The combined effect of many genes thus has a stronger effect on the development of new species. "This is not what we expected. It also contradicts large parts of the theory according to which individual loci with a great effect on the appearance of species, such as pronounced lips or colouration, should cause new species to develop more quickly," said Axel Meyer. And, it is especially surprising here, where the loci impact both the ecology and the choice of partners. "At least according to the criterion of the average difference in the entire genome, fishes with such conspicuous phenotypical differences are nevertheless not different species, but are at the level of mere polymorphisms (diversity) on the speciation continuum."
Crater lakes constitute a natural experiment
The geographical situation makes the crater lakes a kind of natural experiment.
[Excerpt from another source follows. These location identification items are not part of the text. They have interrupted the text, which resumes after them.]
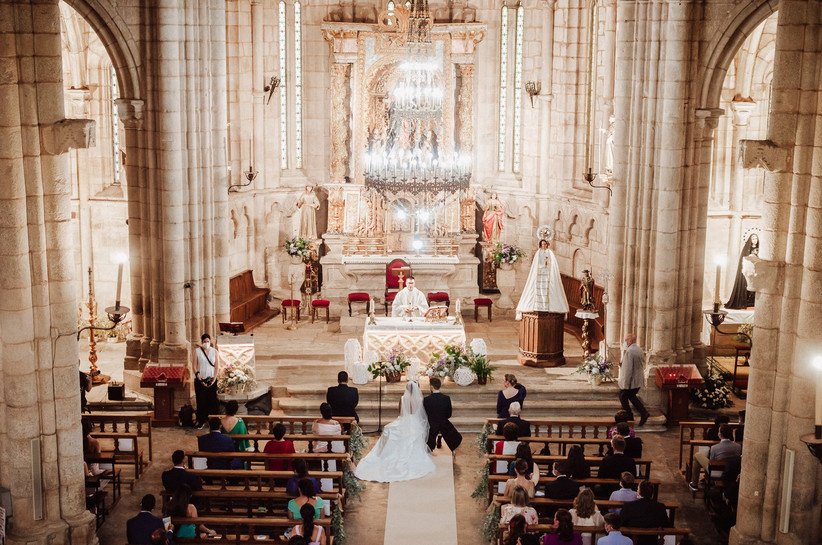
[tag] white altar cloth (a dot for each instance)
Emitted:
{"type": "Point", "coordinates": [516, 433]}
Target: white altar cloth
{"type": "Point", "coordinates": [417, 338]}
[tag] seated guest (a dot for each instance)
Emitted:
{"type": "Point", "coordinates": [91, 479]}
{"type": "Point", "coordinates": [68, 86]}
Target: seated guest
{"type": "Point", "coordinates": [234, 425]}
{"type": "Point", "coordinates": [625, 493]}
{"type": "Point", "coordinates": [712, 434]}
{"type": "Point", "coordinates": [620, 416]}
{"type": "Point", "coordinates": [725, 450]}
{"type": "Point", "coordinates": [180, 506]}
{"type": "Point", "coordinates": [300, 472]}
{"type": "Point", "coordinates": [565, 533]}
{"type": "Point", "coordinates": [343, 399]}
{"type": "Point", "coordinates": [140, 527]}
{"type": "Point", "coordinates": [521, 480]}
{"type": "Point", "coordinates": [562, 487]}
{"type": "Point", "coordinates": [307, 528]}
{"type": "Point", "coordinates": [508, 446]}
{"type": "Point", "coordinates": [578, 467]}
{"type": "Point", "coordinates": [613, 522]}
{"type": "Point", "coordinates": [214, 441]}
{"type": "Point", "coordinates": [178, 475]}
{"type": "Point", "coordinates": [517, 528]}
{"type": "Point", "coordinates": [611, 467]}
{"type": "Point", "coordinates": [308, 496]}
{"type": "Point", "coordinates": [520, 499]}
{"type": "Point", "coordinates": [524, 452]}
{"type": "Point", "coordinates": [523, 425]}
{"type": "Point", "coordinates": [511, 392]}
{"type": "Point", "coordinates": [585, 511]}
{"type": "Point", "coordinates": [161, 536]}
{"type": "Point", "coordinates": [633, 445]}
{"type": "Point", "coordinates": [645, 513]}
{"type": "Point", "coordinates": [278, 445]}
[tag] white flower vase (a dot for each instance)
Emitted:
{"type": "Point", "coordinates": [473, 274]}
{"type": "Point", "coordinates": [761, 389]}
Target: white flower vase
{"type": "Point", "coordinates": [464, 376]}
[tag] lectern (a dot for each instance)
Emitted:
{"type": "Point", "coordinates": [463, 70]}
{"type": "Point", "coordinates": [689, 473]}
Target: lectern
{"type": "Point", "coordinates": [540, 339]}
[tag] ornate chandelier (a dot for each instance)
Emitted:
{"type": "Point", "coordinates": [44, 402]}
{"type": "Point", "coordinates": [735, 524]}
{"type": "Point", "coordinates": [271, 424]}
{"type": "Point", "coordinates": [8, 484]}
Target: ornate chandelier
{"type": "Point", "coordinates": [407, 155]}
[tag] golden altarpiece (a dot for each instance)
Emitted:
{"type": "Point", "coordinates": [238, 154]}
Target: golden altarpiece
{"type": "Point", "coordinates": [368, 227]}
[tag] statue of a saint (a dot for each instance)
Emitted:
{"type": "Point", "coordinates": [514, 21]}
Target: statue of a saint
{"type": "Point", "coordinates": [492, 219]}
{"type": "Point", "coordinates": [586, 292]}
{"type": "Point", "coordinates": [308, 203]}
{"type": "Point", "coordinates": [740, 296]}
{"type": "Point", "coordinates": [543, 289]}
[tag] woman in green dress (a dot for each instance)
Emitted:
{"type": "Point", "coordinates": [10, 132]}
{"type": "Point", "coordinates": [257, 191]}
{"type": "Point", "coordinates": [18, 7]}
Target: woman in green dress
{"type": "Point", "coordinates": [234, 425]}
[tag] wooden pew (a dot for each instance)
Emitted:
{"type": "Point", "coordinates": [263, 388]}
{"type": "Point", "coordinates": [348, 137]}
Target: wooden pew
{"type": "Point", "coordinates": [127, 422]}
{"type": "Point", "coordinates": [242, 530]}
{"type": "Point", "coordinates": [264, 424]}
{"type": "Point", "coordinates": [590, 534]}
{"type": "Point", "coordinates": [494, 481]}
{"type": "Point", "coordinates": [246, 298]}
{"type": "Point", "coordinates": [546, 463]}
{"type": "Point", "coordinates": [690, 438]}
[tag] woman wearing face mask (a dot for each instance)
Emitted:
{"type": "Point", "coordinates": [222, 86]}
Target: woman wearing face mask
{"type": "Point", "coordinates": [205, 365]}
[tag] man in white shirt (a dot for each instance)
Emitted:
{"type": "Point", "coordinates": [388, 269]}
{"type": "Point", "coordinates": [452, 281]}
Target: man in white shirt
{"type": "Point", "coordinates": [205, 366]}
{"type": "Point", "coordinates": [409, 301]}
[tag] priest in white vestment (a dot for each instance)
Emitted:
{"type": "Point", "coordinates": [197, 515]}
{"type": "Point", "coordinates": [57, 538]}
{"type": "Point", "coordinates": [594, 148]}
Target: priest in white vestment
{"type": "Point", "coordinates": [409, 301]}
{"type": "Point", "coordinates": [543, 290]}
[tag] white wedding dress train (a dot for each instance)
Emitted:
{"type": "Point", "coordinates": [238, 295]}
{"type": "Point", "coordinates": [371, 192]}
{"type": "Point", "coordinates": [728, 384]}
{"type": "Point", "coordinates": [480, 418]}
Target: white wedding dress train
{"type": "Point", "coordinates": [401, 453]}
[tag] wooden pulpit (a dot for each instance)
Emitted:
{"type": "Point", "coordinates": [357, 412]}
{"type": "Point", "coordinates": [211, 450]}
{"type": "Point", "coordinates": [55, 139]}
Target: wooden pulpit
{"type": "Point", "coordinates": [541, 338]}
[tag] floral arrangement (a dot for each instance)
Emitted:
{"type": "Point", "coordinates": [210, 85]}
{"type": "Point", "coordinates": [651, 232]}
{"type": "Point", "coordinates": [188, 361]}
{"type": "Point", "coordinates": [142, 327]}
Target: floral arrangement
{"type": "Point", "coordinates": [395, 362]}
{"type": "Point", "coordinates": [236, 375]}
{"type": "Point", "coordinates": [297, 246]}
{"type": "Point", "coordinates": [506, 253]}
{"type": "Point", "coordinates": [714, 395]}
{"type": "Point", "coordinates": [596, 365]}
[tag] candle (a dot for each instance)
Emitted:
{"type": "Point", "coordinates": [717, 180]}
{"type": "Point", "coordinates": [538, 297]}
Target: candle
{"type": "Point", "coordinates": [119, 285]}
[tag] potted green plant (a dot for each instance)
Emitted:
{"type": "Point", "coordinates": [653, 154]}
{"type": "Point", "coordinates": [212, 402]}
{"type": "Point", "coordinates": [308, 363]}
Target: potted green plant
{"type": "Point", "coordinates": [481, 368]}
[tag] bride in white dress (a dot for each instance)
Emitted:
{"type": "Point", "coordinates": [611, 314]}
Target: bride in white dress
{"type": "Point", "coordinates": [401, 454]}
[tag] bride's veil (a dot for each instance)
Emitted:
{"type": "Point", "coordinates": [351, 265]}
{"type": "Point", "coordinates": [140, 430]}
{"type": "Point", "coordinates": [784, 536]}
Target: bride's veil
{"type": "Point", "coordinates": [412, 404]}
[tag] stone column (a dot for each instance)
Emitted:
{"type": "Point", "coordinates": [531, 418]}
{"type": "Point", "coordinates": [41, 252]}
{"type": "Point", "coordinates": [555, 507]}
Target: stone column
{"type": "Point", "coordinates": [170, 140]}
{"type": "Point", "coordinates": [340, 114]}
{"type": "Point", "coordinates": [40, 444]}
{"type": "Point", "coordinates": [787, 273]}
{"type": "Point", "coordinates": [130, 112]}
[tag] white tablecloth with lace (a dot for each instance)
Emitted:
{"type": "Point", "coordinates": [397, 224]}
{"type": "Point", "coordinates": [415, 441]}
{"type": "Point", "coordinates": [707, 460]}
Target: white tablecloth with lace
{"type": "Point", "coordinates": [415, 338]}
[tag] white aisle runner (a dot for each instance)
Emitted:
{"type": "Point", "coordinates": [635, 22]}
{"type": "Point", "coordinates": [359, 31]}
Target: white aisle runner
{"type": "Point", "coordinates": [423, 511]}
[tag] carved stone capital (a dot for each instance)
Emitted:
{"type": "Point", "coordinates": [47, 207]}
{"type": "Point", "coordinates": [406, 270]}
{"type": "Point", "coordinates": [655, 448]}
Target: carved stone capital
{"type": "Point", "coordinates": [763, 276]}
{"type": "Point", "coordinates": [68, 134]}
{"type": "Point", "coordinates": [130, 112]}
{"type": "Point", "coordinates": [764, 154]}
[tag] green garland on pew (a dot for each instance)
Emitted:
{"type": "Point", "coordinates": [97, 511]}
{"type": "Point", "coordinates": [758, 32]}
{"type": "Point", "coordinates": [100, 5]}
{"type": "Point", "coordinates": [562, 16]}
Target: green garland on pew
{"type": "Point", "coordinates": [338, 525]}
{"type": "Point", "coordinates": [481, 442]}
{"type": "Point", "coordinates": [490, 526]}
{"type": "Point", "coordinates": [357, 442]}
{"type": "Point", "coordinates": [481, 492]}
{"type": "Point", "coordinates": [352, 486]}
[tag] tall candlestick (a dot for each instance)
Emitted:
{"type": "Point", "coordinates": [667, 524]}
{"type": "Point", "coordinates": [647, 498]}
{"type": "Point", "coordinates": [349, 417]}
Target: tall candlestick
{"type": "Point", "coordinates": [119, 285]}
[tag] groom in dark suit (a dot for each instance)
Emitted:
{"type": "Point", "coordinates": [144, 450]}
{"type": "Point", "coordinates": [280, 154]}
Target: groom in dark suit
{"type": "Point", "coordinates": [438, 408]}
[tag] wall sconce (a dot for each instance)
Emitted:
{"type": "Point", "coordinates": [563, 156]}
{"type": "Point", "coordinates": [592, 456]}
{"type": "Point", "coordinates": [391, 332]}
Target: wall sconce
{"type": "Point", "coordinates": [533, 88]}
{"type": "Point", "coordinates": [273, 83]}
{"type": "Point", "coordinates": [590, 177]}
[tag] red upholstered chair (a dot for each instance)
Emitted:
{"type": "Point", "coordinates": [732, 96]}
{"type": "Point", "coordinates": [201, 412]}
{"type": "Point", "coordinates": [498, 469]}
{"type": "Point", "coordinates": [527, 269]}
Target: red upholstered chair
{"type": "Point", "coordinates": [392, 283]}
{"type": "Point", "coordinates": [482, 302]}
{"type": "Point", "coordinates": [320, 304]}
{"type": "Point", "coordinates": [359, 297]}
{"type": "Point", "coordinates": [293, 304]}
{"type": "Point", "coordinates": [439, 297]}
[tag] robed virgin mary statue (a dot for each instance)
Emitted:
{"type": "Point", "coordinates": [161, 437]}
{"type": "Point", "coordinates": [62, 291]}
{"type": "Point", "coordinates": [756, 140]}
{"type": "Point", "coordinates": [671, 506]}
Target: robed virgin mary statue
{"type": "Point", "coordinates": [543, 290]}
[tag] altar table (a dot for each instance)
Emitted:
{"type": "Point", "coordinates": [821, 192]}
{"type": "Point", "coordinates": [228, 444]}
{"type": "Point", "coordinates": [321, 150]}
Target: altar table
{"type": "Point", "coordinates": [416, 338]}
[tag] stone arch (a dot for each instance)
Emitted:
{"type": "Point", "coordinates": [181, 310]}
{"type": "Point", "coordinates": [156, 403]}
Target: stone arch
{"type": "Point", "coordinates": [118, 40]}
{"type": "Point", "coordinates": [749, 16]}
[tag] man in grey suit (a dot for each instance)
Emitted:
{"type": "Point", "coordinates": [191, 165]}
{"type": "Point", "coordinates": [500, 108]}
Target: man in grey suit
{"type": "Point", "coordinates": [632, 378]}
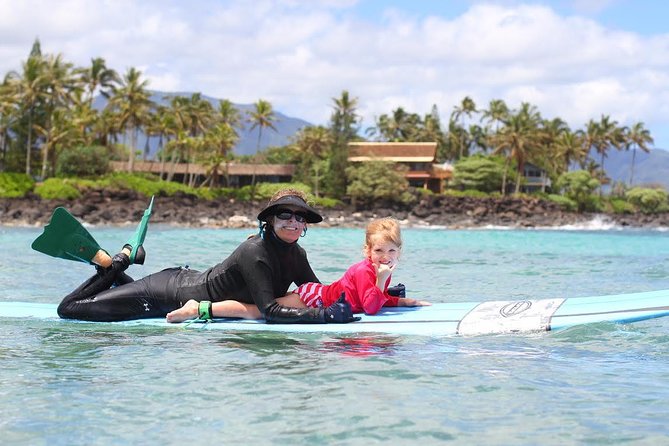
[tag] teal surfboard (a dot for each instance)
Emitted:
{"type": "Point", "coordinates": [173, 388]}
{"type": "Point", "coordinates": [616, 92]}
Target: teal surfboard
{"type": "Point", "coordinates": [464, 318]}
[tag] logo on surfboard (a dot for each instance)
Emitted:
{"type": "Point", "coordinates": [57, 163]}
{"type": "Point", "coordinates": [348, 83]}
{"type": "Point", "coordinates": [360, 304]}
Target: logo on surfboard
{"type": "Point", "coordinates": [515, 308]}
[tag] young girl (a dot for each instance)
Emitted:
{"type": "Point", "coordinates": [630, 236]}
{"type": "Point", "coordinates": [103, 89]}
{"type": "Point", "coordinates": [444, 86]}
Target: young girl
{"type": "Point", "coordinates": [365, 283]}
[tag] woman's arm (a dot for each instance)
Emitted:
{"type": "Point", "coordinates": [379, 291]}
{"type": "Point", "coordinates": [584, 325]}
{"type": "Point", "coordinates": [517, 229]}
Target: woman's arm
{"type": "Point", "coordinates": [226, 308]}
{"type": "Point", "coordinates": [407, 302]}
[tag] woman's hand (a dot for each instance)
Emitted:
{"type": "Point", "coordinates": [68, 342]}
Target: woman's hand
{"type": "Point", "coordinates": [407, 302]}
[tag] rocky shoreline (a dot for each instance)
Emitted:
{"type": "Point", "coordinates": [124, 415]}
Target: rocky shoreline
{"type": "Point", "coordinates": [126, 207]}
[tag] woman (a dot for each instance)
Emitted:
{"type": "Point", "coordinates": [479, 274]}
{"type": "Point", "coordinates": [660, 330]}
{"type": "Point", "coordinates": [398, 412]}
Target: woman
{"type": "Point", "coordinates": [260, 269]}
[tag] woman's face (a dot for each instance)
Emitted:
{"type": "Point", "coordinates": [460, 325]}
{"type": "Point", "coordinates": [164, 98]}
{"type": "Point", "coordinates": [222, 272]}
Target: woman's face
{"type": "Point", "coordinates": [289, 230]}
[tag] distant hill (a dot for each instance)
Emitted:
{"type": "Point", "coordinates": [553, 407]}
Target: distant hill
{"type": "Point", "coordinates": [649, 168]}
{"type": "Point", "coordinates": [286, 126]}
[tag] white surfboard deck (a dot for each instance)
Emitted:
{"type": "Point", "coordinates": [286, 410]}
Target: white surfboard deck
{"type": "Point", "coordinates": [464, 318]}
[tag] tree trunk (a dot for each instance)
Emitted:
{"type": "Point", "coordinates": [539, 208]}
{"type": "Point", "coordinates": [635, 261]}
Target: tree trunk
{"type": "Point", "coordinates": [632, 168]}
{"type": "Point", "coordinates": [30, 134]}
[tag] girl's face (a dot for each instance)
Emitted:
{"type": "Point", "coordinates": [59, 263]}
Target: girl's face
{"type": "Point", "coordinates": [289, 230]}
{"type": "Point", "coordinates": [383, 252]}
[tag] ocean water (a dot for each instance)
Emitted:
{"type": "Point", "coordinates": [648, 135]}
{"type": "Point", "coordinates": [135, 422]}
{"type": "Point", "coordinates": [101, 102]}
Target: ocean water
{"type": "Point", "coordinates": [79, 384]}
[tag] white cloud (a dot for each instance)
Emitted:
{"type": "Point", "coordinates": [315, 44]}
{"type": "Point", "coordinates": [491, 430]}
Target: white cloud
{"type": "Point", "coordinates": [301, 54]}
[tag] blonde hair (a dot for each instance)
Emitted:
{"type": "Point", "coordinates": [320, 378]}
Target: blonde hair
{"type": "Point", "coordinates": [388, 229]}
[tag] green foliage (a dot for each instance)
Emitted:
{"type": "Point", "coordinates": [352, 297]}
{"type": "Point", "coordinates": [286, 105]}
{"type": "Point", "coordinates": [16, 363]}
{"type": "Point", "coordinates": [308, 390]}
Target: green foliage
{"type": "Point", "coordinates": [377, 180]}
{"type": "Point", "coordinates": [565, 203]}
{"type": "Point", "coordinates": [83, 162]}
{"type": "Point", "coordinates": [57, 189]}
{"type": "Point", "coordinates": [470, 193]}
{"type": "Point", "coordinates": [14, 185]}
{"type": "Point", "coordinates": [620, 206]}
{"type": "Point", "coordinates": [479, 172]}
{"type": "Point", "coordinates": [578, 186]}
{"type": "Point", "coordinates": [648, 200]}
{"type": "Point", "coordinates": [326, 203]}
{"type": "Point", "coordinates": [264, 191]}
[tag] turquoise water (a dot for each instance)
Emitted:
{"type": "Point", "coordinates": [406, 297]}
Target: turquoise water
{"type": "Point", "coordinates": [65, 384]}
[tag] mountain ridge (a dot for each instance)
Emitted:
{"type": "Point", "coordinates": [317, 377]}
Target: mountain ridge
{"type": "Point", "coordinates": [650, 168]}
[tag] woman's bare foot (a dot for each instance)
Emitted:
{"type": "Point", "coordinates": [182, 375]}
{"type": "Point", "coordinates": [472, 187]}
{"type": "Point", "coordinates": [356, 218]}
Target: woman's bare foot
{"type": "Point", "coordinates": [188, 311]}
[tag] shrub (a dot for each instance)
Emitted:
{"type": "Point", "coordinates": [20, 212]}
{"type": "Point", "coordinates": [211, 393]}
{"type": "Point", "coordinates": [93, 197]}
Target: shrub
{"type": "Point", "coordinates": [377, 180]}
{"type": "Point", "coordinates": [564, 202]}
{"type": "Point", "coordinates": [83, 162]}
{"type": "Point", "coordinates": [648, 200]}
{"type": "Point", "coordinates": [479, 172]}
{"type": "Point", "coordinates": [578, 186]}
{"type": "Point", "coordinates": [471, 193]}
{"type": "Point", "coordinates": [14, 185]}
{"type": "Point", "coordinates": [57, 189]}
{"type": "Point", "coordinates": [620, 206]}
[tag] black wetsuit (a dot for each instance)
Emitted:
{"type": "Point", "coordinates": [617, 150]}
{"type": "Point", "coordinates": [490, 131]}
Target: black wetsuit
{"type": "Point", "coordinates": [258, 271]}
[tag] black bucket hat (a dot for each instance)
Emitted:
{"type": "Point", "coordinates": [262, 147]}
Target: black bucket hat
{"type": "Point", "coordinates": [290, 200]}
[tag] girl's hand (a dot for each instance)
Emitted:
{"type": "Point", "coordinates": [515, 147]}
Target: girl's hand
{"type": "Point", "coordinates": [407, 302]}
{"type": "Point", "coordinates": [383, 270]}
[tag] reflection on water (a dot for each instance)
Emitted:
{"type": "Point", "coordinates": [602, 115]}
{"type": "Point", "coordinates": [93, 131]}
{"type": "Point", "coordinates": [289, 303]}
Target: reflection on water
{"type": "Point", "coordinates": [362, 346]}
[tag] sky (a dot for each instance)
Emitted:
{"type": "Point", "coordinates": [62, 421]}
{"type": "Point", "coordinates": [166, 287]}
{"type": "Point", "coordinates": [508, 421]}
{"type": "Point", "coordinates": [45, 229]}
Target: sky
{"type": "Point", "coordinates": [576, 60]}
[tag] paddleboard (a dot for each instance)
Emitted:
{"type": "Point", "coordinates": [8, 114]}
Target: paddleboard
{"type": "Point", "coordinates": [458, 318]}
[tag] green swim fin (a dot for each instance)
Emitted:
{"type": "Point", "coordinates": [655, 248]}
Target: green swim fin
{"type": "Point", "coordinates": [137, 238]}
{"type": "Point", "coordinates": [66, 238]}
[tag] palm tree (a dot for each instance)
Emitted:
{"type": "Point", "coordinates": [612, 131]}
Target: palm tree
{"type": "Point", "coordinates": [98, 75]}
{"type": "Point", "coordinates": [132, 102]}
{"type": "Point", "coordinates": [637, 137]}
{"type": "Point", "coordinates": [60, 85]}
{"type": "Point", "coordinates": [568, 147]}
{"type": "Point", "coordinates": [517, 138]}
{"type": "Point", "coordinates": [344, 126]}
{"type": "Point", "coordinates": [230, 115]}
{"type": "Point", "coordinates": [8, 108]}
{"type": "Point", "coordinates": [262, 116]}
{"type": "Point", "coordinates": [466, 108]}
{"type": "Point", "coordinates": [345, 119]}
{"type": "Point", "coordinates": [28, 86]}
{"type": "Point", "coordinates": [497, 110]}
{"type": "Point", "coordinates": [313, 143]}
{"type": "Point", "coordinates": [223, 138]}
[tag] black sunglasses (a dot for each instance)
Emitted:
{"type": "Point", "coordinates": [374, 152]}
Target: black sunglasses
{"type": "Point", "coordinates": [286, 214]}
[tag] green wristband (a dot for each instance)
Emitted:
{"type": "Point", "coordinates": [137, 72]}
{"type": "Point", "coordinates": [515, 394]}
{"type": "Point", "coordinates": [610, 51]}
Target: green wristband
{"type": "Point", "coordinates": [204, 310]}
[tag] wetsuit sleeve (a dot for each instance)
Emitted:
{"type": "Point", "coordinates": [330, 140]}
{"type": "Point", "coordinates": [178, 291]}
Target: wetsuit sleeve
{"type": "Point", "coordinates": [306, 273]}
{"type": "Point", "coordinates": [371, 297]}
{"type": "Point", "coordinates": [258, 276]}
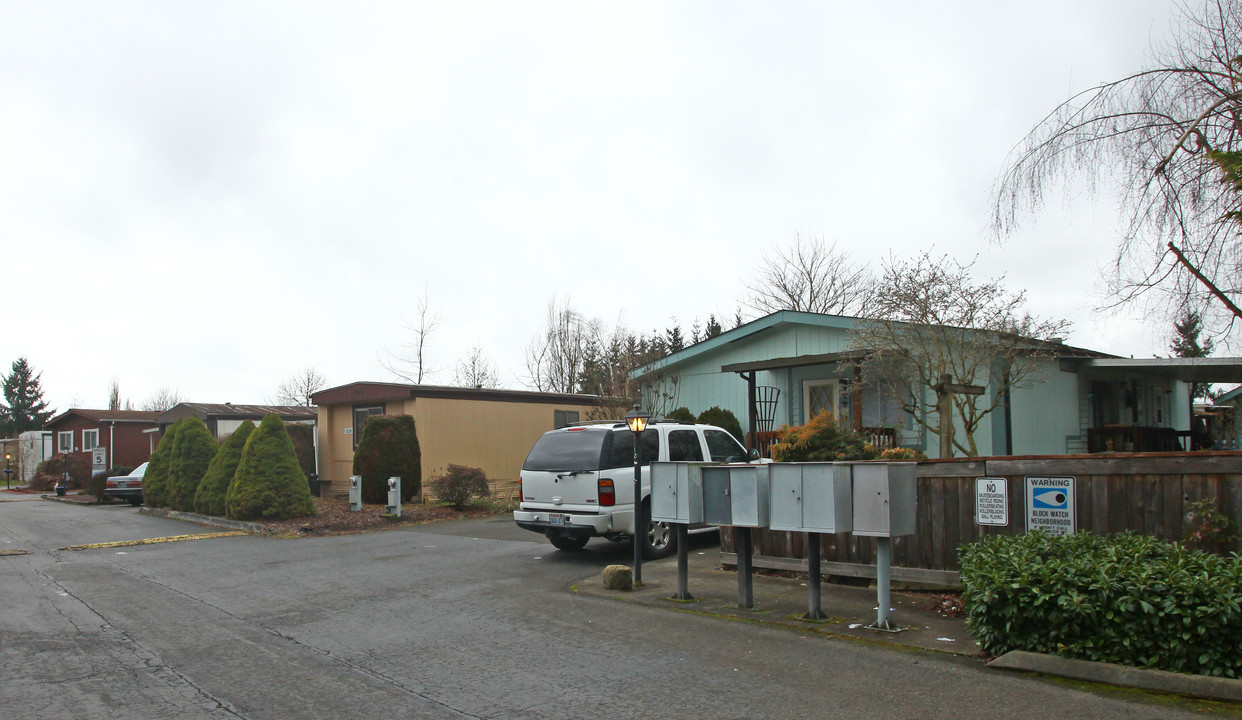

The original fish populations originate from two much older neighboring lakes, to which there is no connection. This chain of crater lakes has been colonized by the fish populations independently of each other. When and how specimens from the original population got into each of the seven smaller lakes can only be calculated by simulation.
It took place, however, somewhere between just a few hundred and a few thousand generations ago, and there were not very many fish that colonized the crater lakes. The emergence of new species can thus, as demonstrated here, take place much faster than previously thought. Meyer compares the lakes with Petri dishes, all inoculated with the same initial genetic situation, which evolve independently over generations: "There are very few systems in the world, such as the Galapagos Islands or the crater lakes in Nicaragua, that are a natural experiment for evolutionary research."